In some ways, Karen moved on. She got married, got out of Michigan, ended up in Wyoming, and spent a life and a career as a counselor there.

But then some strangers recently took up the search for her sister, and their involvement reignited Karen’s slim hopes.

A few years ago, Shannon Froeber stumbled across the story of Kathy Sue on the Michigan State Police website. Something about the girl staring back from 1972 with a tough expression fascinated her.

“I was shocked, because I grew up in Otsego and I never heard of a missing girl,” said the 32-year-old. “It’s such a small town and everyone knows everyone’s business. When I was still smaller you couldn’t even cross the street without somebody telling your parents. How does a girl go missing and nobody from this town knows anything about it?”

Her curiosity grew into a cause. She started her own Facebook group, called Find Kathy Sue Wilcox, which so far has drawn nearly 600 members. She printed up flyers with help from Karen and the National Center for Missing and Exploited Children, which created an age-progression photo of what Kathy Sue might look like now, and posted them around town.

And last year, Froeber organized a gathering at a local park for Kathy Sue, partly in remembrance, partly to solicit clues to her disappearance. Dozens of people came out, including Detective Beckman, just in case someone there by chance could provide some new information that would finally lead to an answer.

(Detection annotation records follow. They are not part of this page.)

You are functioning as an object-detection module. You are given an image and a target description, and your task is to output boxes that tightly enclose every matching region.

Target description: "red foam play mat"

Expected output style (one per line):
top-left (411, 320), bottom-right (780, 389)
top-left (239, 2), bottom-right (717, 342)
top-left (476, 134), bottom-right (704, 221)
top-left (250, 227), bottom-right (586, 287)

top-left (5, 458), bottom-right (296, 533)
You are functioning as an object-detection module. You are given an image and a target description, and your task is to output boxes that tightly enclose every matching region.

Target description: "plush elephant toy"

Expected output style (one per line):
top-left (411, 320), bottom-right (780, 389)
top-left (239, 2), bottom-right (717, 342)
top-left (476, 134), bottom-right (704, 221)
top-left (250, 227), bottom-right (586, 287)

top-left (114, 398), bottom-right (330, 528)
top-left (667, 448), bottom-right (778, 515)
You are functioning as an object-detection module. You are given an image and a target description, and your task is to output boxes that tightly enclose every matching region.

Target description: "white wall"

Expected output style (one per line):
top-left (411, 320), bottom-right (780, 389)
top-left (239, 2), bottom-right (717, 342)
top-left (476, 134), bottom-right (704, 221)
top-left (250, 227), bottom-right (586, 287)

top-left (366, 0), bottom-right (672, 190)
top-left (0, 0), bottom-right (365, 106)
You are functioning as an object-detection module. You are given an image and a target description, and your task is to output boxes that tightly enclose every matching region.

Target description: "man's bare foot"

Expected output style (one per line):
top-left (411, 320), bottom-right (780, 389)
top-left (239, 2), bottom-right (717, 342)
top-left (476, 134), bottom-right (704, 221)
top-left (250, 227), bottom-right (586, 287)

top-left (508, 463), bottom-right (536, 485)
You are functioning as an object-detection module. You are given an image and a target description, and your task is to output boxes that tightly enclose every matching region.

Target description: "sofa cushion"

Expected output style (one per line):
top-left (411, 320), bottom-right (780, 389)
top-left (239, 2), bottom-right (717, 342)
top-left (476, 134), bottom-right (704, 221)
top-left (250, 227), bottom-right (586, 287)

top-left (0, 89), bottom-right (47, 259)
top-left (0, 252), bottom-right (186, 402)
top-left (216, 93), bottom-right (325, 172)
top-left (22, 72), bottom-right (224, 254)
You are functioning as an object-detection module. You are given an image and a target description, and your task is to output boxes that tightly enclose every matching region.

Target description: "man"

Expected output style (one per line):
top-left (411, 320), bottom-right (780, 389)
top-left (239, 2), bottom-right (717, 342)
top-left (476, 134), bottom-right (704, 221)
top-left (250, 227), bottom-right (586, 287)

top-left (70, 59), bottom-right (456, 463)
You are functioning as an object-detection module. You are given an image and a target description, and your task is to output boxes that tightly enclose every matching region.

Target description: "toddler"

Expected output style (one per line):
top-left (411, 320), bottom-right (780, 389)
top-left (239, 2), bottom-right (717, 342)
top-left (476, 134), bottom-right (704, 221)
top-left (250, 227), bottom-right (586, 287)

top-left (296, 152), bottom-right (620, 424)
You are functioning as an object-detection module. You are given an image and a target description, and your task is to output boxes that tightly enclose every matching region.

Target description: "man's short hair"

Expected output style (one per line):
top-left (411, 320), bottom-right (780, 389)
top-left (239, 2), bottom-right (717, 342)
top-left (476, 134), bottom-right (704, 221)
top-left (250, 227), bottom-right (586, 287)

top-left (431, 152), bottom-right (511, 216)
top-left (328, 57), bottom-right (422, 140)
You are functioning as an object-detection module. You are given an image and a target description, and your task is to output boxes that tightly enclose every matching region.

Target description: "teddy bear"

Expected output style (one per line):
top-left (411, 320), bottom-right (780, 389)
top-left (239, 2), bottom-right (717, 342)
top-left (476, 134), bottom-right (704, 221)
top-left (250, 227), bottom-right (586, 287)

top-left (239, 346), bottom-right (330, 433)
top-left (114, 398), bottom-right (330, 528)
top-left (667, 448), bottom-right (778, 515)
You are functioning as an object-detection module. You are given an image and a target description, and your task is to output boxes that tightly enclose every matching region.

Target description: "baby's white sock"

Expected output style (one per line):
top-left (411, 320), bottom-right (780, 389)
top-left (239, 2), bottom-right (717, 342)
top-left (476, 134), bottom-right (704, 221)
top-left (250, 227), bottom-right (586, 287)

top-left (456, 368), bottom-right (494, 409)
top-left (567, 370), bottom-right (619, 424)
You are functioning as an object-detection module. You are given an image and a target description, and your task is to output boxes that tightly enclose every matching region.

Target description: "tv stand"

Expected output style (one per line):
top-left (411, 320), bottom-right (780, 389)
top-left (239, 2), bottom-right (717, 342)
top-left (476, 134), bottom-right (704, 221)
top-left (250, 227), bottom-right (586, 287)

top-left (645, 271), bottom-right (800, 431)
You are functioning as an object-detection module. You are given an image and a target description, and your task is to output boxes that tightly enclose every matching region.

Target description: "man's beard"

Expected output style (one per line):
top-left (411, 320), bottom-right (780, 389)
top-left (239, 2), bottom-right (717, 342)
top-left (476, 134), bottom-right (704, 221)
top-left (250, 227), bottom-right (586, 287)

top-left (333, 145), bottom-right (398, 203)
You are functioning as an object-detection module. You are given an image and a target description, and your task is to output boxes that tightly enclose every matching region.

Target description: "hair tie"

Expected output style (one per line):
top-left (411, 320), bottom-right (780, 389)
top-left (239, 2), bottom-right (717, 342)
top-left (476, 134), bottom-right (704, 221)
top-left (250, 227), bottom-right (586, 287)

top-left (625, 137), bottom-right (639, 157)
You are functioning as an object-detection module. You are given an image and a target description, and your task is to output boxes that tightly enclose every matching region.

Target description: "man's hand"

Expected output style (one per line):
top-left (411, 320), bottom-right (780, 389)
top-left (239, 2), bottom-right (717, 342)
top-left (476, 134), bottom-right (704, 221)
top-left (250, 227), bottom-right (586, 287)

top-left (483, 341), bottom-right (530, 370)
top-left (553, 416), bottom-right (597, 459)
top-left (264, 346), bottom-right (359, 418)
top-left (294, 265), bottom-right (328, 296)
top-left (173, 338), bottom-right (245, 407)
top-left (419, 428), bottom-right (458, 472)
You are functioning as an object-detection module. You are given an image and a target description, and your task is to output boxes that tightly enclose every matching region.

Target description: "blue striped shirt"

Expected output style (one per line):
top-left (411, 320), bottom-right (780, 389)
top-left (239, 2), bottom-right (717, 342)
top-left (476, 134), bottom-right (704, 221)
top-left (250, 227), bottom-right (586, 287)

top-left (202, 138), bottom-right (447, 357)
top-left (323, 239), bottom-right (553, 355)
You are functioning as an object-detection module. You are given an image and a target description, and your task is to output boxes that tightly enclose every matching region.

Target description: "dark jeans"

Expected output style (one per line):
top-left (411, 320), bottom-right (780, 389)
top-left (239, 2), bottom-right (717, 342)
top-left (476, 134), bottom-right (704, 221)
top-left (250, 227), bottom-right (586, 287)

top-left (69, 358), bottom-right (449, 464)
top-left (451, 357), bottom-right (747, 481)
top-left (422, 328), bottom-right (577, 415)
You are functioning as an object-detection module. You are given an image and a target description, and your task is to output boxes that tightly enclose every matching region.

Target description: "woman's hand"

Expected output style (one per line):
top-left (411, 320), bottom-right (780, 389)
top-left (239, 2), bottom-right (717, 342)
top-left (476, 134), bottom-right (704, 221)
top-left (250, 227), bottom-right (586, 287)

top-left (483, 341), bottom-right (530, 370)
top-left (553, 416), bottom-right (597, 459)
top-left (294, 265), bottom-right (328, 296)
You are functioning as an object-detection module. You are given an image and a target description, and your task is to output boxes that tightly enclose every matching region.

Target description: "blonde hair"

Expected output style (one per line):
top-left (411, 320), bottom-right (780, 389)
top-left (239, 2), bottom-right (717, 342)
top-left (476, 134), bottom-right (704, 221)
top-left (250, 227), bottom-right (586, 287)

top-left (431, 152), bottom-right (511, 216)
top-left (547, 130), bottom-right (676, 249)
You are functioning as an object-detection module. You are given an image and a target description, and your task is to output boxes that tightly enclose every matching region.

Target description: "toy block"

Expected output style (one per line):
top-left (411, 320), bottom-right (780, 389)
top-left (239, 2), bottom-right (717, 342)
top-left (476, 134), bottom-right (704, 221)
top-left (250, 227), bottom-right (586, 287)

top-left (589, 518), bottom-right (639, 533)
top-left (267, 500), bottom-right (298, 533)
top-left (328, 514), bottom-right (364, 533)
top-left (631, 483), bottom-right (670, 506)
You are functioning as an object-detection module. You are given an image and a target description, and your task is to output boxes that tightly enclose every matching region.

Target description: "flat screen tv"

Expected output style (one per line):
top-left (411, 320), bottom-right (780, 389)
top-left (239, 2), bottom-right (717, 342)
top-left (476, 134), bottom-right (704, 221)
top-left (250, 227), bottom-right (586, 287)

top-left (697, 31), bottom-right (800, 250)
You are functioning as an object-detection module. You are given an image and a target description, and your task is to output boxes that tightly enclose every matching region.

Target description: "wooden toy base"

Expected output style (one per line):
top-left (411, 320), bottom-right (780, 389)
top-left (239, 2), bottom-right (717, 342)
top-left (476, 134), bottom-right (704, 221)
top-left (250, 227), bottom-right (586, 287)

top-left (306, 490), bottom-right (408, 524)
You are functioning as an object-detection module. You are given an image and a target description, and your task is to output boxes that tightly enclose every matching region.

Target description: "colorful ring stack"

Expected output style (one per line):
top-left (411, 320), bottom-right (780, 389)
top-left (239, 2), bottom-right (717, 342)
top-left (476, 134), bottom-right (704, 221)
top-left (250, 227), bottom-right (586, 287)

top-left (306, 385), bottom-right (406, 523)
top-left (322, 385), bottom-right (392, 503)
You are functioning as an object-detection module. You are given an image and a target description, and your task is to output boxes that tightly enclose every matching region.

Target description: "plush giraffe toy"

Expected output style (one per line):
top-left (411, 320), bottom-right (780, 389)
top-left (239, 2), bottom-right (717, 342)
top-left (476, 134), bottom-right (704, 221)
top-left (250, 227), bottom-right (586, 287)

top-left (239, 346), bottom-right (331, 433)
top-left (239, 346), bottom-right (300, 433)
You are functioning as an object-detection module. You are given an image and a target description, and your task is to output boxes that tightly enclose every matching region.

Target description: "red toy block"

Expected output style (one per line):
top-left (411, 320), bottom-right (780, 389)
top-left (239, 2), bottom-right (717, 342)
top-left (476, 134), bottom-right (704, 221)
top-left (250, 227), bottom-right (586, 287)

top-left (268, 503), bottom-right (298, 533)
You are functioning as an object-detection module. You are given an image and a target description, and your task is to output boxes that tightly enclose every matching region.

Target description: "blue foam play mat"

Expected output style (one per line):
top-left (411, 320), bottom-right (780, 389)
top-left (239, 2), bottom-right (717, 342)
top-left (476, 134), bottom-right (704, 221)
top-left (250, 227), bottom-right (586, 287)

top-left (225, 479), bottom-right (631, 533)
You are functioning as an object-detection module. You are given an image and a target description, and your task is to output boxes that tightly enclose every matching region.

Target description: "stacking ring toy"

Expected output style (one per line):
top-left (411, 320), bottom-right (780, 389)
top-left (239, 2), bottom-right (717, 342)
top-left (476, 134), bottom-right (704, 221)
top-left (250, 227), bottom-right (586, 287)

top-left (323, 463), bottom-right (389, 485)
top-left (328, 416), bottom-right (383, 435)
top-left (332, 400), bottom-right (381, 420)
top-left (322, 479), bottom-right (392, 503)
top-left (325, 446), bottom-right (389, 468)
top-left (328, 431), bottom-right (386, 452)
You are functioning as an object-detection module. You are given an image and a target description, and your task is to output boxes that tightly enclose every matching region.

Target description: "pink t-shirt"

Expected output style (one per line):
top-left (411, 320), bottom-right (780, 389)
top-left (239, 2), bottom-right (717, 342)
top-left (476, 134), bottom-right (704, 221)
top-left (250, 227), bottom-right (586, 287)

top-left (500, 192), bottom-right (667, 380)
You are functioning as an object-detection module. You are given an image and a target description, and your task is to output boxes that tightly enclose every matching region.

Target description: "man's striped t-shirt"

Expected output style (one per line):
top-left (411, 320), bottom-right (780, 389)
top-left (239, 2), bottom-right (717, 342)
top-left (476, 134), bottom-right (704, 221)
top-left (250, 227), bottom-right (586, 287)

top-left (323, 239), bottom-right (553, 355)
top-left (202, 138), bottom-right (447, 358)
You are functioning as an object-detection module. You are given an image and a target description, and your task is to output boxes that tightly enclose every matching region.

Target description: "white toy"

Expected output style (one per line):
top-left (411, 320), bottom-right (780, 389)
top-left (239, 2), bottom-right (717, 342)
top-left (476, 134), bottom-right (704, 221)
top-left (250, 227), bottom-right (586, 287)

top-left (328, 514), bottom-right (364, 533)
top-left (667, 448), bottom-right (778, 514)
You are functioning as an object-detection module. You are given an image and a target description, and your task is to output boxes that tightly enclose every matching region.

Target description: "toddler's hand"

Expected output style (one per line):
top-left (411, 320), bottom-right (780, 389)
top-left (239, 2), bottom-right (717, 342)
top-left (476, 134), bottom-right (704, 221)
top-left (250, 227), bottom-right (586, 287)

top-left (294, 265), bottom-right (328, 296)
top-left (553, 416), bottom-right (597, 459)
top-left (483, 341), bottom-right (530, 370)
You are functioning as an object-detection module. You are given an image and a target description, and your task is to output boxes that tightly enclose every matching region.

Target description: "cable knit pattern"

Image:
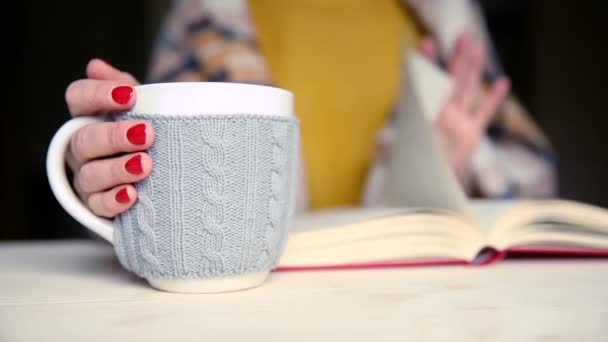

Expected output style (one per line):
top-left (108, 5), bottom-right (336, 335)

top-left (115, 113), bottom-right (299, 278)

Froeber admits her doubts that the search for Kathy Sue will end well.

“My mind jumps back and forth with it,” she said. “Did she manage to get out of Otsego and get a new identity for herself? Is she living a happy life?”

Froeber heard of a girl who ran away years ago and was found years later, married with kids. Just like the guy Beckman heard about. Stories like these make the improbable seem less farfetched.

“Then the other part of me thinks, what’s the real probability of that actually happening? I don’t know. It’s hard.”

David Schock, founder of Delayed Justice, an organization dedicated to investigating cold cases, took up the cause in 2009, after she’d written him, pleading for help. His group has worked to keep the search for Kathy Sue alive.

He defends Karen from those who say she should’ve given up long ago, that the odds are against her.

“She has this absolute devotion to her sister, and who of us in our right minds would not?” he said. “She loves her sister and she has carried a terrible load for so many years. She’s doing the best she can under circumstances beyond comprehension.”

Karen admits sometimes that the renewed efforts have reopened old wounds, caused her bouts of depression and flooded her with memories she’d rather not recall. But she said she’ll endure it all, including the pitying looks from people who question her sense of reality, until she finally finds out what happened to Kathy Sue.

“I know people think I am crazy, or sick, or in denial,” Karen said. “The truth is, we don’t know. And as long as we don’t, my best hope is to believe she is alive. I cling to hope.”